The flowering of American workshops parallels that of Pop Art. With it, the ancillary relationship between engraving and painting is reversed. As Susan Tallman puts it: “Roy Lichtenstein and Andy Warhol were not concerned that print might repeat painting, but rather that paint and canvas might repeat print.” The earliest and most significant examples of pop graphics can be found at the CaixaForum: Lichtenstein, Warhol, Wesselmann, Rosequist, Mel Ramos … We can also check the similarities in the motifs and the discrepancies in the strategies between these artists and characters such as Rauschenberg, Jim Dine or Jasper Johns. And we will admire the ineffable Ed Ruscha, very well represented, whose works are difficult to choose from, opting, perhaps, for that iconic ‘Made in California’, a label written with liquid words.

Susan Tallman: “Roy Lichtenstein and Andy Warhol were not concerned that print could repeat painting, but rather that paint and canvas could repeat print”
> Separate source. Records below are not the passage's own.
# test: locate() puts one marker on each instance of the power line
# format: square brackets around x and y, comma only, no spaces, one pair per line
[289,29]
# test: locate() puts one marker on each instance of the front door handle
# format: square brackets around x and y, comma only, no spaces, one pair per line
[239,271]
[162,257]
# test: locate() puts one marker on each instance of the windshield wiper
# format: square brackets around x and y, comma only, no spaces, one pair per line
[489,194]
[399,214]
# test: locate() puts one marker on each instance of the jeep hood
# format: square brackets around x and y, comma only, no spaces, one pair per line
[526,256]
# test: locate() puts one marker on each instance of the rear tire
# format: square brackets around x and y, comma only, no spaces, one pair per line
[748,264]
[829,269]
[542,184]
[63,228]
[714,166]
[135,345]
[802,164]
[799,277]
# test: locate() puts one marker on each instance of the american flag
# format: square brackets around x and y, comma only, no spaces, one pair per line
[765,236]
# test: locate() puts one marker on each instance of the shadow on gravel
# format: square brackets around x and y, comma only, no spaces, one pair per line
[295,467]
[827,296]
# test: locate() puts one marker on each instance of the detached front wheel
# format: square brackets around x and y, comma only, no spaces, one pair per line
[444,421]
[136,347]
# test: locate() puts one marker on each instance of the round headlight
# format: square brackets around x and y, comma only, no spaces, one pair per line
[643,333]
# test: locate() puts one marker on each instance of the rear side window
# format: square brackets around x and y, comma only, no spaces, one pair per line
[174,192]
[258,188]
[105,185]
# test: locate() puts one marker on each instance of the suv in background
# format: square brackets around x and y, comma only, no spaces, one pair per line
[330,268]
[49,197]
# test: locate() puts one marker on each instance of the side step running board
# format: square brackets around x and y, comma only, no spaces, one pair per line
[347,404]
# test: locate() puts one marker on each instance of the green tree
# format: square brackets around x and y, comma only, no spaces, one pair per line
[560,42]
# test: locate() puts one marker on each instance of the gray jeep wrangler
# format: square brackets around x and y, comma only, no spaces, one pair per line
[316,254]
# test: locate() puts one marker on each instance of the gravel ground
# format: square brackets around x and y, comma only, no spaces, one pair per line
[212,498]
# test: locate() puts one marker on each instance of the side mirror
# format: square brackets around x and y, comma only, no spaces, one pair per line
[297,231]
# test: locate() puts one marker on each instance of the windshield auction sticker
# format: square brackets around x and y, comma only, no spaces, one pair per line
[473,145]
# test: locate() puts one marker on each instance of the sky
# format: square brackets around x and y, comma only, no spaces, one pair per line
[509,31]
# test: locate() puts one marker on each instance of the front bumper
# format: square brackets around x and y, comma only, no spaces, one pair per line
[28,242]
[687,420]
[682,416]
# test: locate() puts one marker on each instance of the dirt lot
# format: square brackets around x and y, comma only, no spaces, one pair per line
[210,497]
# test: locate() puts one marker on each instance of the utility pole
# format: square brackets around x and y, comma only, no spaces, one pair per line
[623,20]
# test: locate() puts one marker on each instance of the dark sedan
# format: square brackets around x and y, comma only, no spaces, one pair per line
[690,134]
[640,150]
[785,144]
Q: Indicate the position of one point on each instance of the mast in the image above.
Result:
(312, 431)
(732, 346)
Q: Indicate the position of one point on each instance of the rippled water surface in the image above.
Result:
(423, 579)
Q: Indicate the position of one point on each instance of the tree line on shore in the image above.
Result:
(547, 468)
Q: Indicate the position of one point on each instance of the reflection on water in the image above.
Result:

Other movements with Minimalism or Conceptual Art found a propitious medium in printing. They gave a twist to the use of traditional techniques such as etching or woodcut, which will fit perfectly with their desire to delegate production to procedure, calling into question direct authorship. Here we will see excellent works by Sol LeWitt and a set of woodcuts by Donald Judd, an example of what are called ‘multipart’ works, sets of non-individualizable prints.

As I pointed out at the beginning, North American graphics not only speak in terms of spectacularity or exquisiteness, it also allowed the production of economic works susceptible to a wider distribution, which were associated with rebellious and, especially, feminist messages. Pioneers of the sixties or seventies, such as May Stevens or Nancy Spero, creators of iconic images, were succeeded in times of postmodern logic by artists like Jenny Holzer, for whom written language is her main tool, and who found in the graphic media a perfect vehicle.

Regardless of its arguments, the exhibition is simply spectacular, and it will be worth the time. Difficult to raise a selection. It only remains to ask attention to some wonders that should not be forgotten, such as the xylographic night sky of Vija Velmins or the graphic experiments that manifest a moving humanity in the (supposedly) hyper-realistic Chuck Close.

THE TOKEN

‘The American dream. From pop to today ‘. CaixaForum Zaragoza. Until November 14.